1999 yılından itibaren yine bulunduğum yerde ben cenaze firması kurdum çünkü Amerika'da ki Müslüman toplumunun en önemli ihtiyaçlarından birisiydi. Hiç kimsenin böyle, biraz da cesaret edemediği, Amerika'yı biz yanlış tanıyoruz. Bunu çok açık ve net söylüyorum. 50 eyalet denildiği zaman, 50 devlet olduğunu anlaması gerekiyor herkesin. Çünkü her devletin ayrı bir kanunu vardır, dünyada da öyledir. Eyaletler de aynı şekilde çalışır. Yani devlet sistemi gibi çalışır, herkesin kendi özel teşkilatı vardır, itfaiye birimi vardır. Sağlık, Milli Eğitim her eyalet kendi bölgesinde bir devlet sistemiyle, ahengiyle çalışır Amerika'da. Bunu dikkate alarak cenaze firmasını
ilk defa New York'ta İslami Cenaze Hizmetleri diye kurdum.

-
Neden bu cenaze şirketini kurma ihtiyacı duydunuz?

Şimdi uzun yıllar, tabii cenaze firmasını kurmak sebebinden bir tanesi de, Amerika'da ölümler oluyor, gurbettesiniz, uzun bir mesafe. Aslında hikayenin başlangıç kısmı da çok yıllar öncesine dayanıyor. Mesela Ahmet Ertegün diye biliyorsunuz, çok büyük bir sanatçı, ünlü yapımcı, prodüktör abimizin babası vefat ettiği zaman 1950 yıllarında cenazesi aylar sonra Türkiye'ye ulaşıyor. Bu hikayeyi de duymuştum o zaman, ama biz göçmenler olarak, Amerika'da yaşayan Türkler olarak, bizim cenazemiz hep böyle yabancı cenaze evlerinden, Yahudilerin cenaze evlerinden, Hristiyanların cenaze evlerinden aracılığı ile kaldırılıyordu. Ben de bunlara şahit oldum, cenazeleri camilere geldikçe arkadaşlar, hadi Erhan gel yardım et, bu işi yapalım falan deyince başladım cenaze yıkamaya. Bir sene iki sene aynı zamanlardı, o yurtta kaldığım zamanlar, caminin yurdunda.

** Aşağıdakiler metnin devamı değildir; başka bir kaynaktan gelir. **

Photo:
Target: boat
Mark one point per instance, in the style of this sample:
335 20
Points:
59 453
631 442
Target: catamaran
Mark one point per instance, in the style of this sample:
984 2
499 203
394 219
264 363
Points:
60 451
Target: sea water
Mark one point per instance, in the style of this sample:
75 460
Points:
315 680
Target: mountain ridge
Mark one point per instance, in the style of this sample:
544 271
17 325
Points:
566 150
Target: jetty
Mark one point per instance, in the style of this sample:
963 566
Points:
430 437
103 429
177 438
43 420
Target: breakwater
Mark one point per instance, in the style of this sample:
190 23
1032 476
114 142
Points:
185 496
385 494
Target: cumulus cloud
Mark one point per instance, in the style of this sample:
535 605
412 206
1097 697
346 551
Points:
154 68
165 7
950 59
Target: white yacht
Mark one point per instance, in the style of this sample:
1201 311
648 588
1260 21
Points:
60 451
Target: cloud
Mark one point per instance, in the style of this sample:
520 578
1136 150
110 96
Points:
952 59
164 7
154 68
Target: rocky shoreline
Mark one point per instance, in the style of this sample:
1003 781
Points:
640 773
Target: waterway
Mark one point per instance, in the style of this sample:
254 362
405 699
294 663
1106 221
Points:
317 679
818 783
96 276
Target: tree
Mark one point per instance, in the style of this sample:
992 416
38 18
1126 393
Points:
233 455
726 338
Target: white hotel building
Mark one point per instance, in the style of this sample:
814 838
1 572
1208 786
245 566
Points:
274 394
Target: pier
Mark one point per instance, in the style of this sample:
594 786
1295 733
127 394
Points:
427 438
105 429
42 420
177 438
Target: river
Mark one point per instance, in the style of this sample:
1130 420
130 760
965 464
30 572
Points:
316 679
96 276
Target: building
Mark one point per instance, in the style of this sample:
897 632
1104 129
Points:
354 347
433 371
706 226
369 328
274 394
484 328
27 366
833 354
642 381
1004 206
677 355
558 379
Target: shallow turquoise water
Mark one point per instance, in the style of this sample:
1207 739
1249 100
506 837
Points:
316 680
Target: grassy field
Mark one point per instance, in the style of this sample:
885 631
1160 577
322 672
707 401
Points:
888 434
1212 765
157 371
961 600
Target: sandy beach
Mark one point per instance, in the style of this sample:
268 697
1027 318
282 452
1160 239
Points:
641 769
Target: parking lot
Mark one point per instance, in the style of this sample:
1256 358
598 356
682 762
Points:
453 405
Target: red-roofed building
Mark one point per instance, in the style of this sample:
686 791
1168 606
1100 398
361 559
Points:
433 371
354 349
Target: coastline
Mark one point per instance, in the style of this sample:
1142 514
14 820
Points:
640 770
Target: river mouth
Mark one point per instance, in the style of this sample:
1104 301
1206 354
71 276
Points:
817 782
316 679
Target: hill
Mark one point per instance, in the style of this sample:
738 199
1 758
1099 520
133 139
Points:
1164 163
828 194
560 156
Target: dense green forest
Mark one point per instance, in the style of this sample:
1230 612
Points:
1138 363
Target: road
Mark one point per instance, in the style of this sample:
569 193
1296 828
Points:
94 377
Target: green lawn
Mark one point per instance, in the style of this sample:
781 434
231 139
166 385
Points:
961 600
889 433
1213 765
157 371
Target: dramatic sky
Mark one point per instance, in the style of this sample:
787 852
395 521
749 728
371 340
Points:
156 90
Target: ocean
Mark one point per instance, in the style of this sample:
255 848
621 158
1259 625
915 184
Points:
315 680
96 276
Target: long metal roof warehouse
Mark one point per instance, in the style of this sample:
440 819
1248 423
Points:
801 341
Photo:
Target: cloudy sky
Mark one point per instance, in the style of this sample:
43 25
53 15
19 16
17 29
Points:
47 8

Hep cenazelerle ilgileniyordum, oranın temizlik işleri vs. her şeyi yaptığım için bu cenaze işi de bir, iki, üç, dört, derken elim alıştı. Biraz da böyle işte rahatlıkla yapıyorum. O arada bir hocam dedi ki, "Ya Erhan bak bu iş özel bir iş, herkes yapamıyor, beceremiyor, sen bunu işte nasıl yapıyorsun?" Birde o zamanlar da savaş zamanıydı. Arnavutların, Makedonların, Boşnakların cenazesi yurt dışına gidemiyordu. Çok zor şartlar vardı. Çünkü o Yugoslavya devleti, esnasında biz o cenazelerin aracılığı ile gönderilmesi gerekiyor ama büyükelçiler gelemiyor ülkeye, yazıya imza atamıyor, neyse. Bir, iki, üç, dört derken bu şirketi ben kuracağım dedim. Orada sevdiğim bir arkadaşım vardı, onunla beraber hazırlıklarımı yaptım, şirketi kurdum. İslami Cenaze Hizmetleri diye Amerika'daki ilk resmi cenaze firmasını kurarak, hem Türk Toplumuna, hem Müslüman toplumuna, hem de bazen Hristiyan Türk toplumuna da hizmet etmek nasip oldu.


-
Bu işi yaparken sizi derinden etkileyen bir şey yaşadınız mı?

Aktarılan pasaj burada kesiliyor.